「自己破産した場合の財産」に関するお役立ち情報
自己破産した場合の家族の財産
1 原則として家族の財産には影響はありません
自己破産は、個人と債権者との間の清算手続きですので、原則として、他者には影響を及ぼしません。
この他者には、家族も含まれますので、原則として、個人が自己破産をしたとしても、その家族に影響を及ぼすことはありません。
そのため、家族の財産にも影響はありません。
しかし、例外として、債務の保証人(連帯保証人含む)になっているなどの場合には、主債務者が支払えなくなったとき、保証人になった家族は、保証人としての責任がありますので、影響があることとなります。
2 自己破産者の財産に関して家族に影響があると思われる場合
自己破産した場合、基本的に1品で20万円をこえるものだったり、自由財産として99万円をこえる破産者の財産は換価されたりします。
そのため、家族の生活費として貯金していた分なども破産者名義であったりする場合には没収されることになります。
ただし、家具は生活に必要最小限度のものについては残せるので、家族の生活に大きな影響は少ないと思われます。
また、家族で住んでいた家や、家族で使用していた車両が、破産者名義でローンを組んだりしていた場合には、残すことができませんので、家族は引っ越しを余儀なくされたりすることとなります。
3 家族名義の預貯金
⑴ 家族名義だからといって家族の財産になるとは限らない
問題となることが多いケースとして、家族名義の預貯金に関連するものがあります。
すなわち、破産者が家族名義で口座を作成していたなどの場合、破産者の財産として扱うのか、それとも名義のとおり家族の財産として扱うのか問題となります。

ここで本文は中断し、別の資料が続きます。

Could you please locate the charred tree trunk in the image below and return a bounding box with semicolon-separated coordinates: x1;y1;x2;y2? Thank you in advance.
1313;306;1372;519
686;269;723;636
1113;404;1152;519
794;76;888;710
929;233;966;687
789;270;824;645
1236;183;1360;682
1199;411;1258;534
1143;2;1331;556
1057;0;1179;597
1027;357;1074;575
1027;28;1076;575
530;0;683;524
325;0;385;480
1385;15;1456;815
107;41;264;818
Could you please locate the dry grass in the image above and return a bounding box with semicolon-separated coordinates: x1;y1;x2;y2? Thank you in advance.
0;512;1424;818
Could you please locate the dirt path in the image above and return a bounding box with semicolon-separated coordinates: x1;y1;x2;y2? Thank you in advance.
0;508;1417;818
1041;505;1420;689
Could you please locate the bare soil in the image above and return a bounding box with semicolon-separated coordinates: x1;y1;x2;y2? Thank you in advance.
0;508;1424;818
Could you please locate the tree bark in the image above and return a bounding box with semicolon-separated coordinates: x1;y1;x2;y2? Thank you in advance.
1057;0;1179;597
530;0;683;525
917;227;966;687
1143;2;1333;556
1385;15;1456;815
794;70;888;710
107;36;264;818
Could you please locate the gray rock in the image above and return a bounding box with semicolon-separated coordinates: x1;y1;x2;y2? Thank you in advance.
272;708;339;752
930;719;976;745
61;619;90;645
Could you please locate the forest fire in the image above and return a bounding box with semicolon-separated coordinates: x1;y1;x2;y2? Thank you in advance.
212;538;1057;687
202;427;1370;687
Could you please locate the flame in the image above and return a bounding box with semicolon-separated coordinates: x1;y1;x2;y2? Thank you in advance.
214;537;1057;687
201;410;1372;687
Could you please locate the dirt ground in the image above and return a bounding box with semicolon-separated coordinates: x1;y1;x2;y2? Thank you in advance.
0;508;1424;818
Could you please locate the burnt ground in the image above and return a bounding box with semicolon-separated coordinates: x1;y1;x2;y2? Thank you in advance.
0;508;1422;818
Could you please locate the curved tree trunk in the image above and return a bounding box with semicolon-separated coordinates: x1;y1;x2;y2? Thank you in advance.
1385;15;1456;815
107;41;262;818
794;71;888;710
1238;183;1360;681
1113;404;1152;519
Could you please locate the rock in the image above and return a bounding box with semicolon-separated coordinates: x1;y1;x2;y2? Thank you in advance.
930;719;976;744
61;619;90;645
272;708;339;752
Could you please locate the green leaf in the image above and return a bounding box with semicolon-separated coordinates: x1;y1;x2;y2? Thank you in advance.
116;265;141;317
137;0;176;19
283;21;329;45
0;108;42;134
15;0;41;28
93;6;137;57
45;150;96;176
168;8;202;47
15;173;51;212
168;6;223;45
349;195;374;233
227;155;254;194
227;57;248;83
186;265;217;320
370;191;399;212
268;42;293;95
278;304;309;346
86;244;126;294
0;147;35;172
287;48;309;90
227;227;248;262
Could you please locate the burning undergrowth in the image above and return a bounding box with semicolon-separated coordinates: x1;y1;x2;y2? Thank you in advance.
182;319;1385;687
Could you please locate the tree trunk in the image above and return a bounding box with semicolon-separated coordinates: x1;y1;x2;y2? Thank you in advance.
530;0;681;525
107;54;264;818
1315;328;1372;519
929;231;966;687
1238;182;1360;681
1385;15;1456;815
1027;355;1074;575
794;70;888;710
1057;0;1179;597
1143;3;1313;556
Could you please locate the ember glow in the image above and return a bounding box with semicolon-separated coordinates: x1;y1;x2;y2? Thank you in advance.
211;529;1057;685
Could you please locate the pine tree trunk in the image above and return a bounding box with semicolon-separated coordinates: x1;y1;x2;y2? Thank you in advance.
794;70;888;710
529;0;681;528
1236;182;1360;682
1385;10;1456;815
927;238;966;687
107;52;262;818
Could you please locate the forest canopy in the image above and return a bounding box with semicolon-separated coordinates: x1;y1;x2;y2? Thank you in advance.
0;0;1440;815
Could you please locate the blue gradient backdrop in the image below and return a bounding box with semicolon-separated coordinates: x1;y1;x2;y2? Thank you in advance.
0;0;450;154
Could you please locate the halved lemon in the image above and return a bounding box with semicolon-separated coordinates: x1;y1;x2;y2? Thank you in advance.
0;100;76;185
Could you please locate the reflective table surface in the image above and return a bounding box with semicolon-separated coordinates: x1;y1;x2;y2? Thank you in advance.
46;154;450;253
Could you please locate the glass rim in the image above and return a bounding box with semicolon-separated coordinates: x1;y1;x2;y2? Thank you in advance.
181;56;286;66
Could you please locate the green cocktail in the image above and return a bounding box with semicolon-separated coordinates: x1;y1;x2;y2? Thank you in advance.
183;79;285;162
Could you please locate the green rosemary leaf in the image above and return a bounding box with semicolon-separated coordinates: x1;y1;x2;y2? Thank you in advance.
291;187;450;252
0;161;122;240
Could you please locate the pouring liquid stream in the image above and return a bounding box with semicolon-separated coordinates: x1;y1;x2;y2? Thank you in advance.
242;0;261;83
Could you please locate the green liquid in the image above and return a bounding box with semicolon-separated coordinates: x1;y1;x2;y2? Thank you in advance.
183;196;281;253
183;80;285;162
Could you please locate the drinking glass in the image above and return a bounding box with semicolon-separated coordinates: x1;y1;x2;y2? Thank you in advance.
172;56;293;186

裁判例において、「(定期預金は)名義ではなく、出捐者を預金者と判断する」とされております。
そこで、通帳や印鑑の管理は誰が行っていたのか、普段の入出金は誰がしていたのか、もともとは誰の金銭であったのかなどを具体的事情に即して、破産者の財産なのか、それとも、家族の財産なのか判断することとなります。
⑵ 具体例
例えば、破産する親が、自分の口座から子の口座に送金していた場合、口座名義は子であっても、破産者の財産として扱われる場合がありえますし、資産隠しとして扱われることにもなりますので、注意が必要です。
また、親(破産者)が子の将来の学費や結婚式などに充てるために子名義で口座を作成し、預貯金を行っていた場合、実質的には親が預貯金していたものとして扱われ、親(破産者)の財産として扱われることとなります。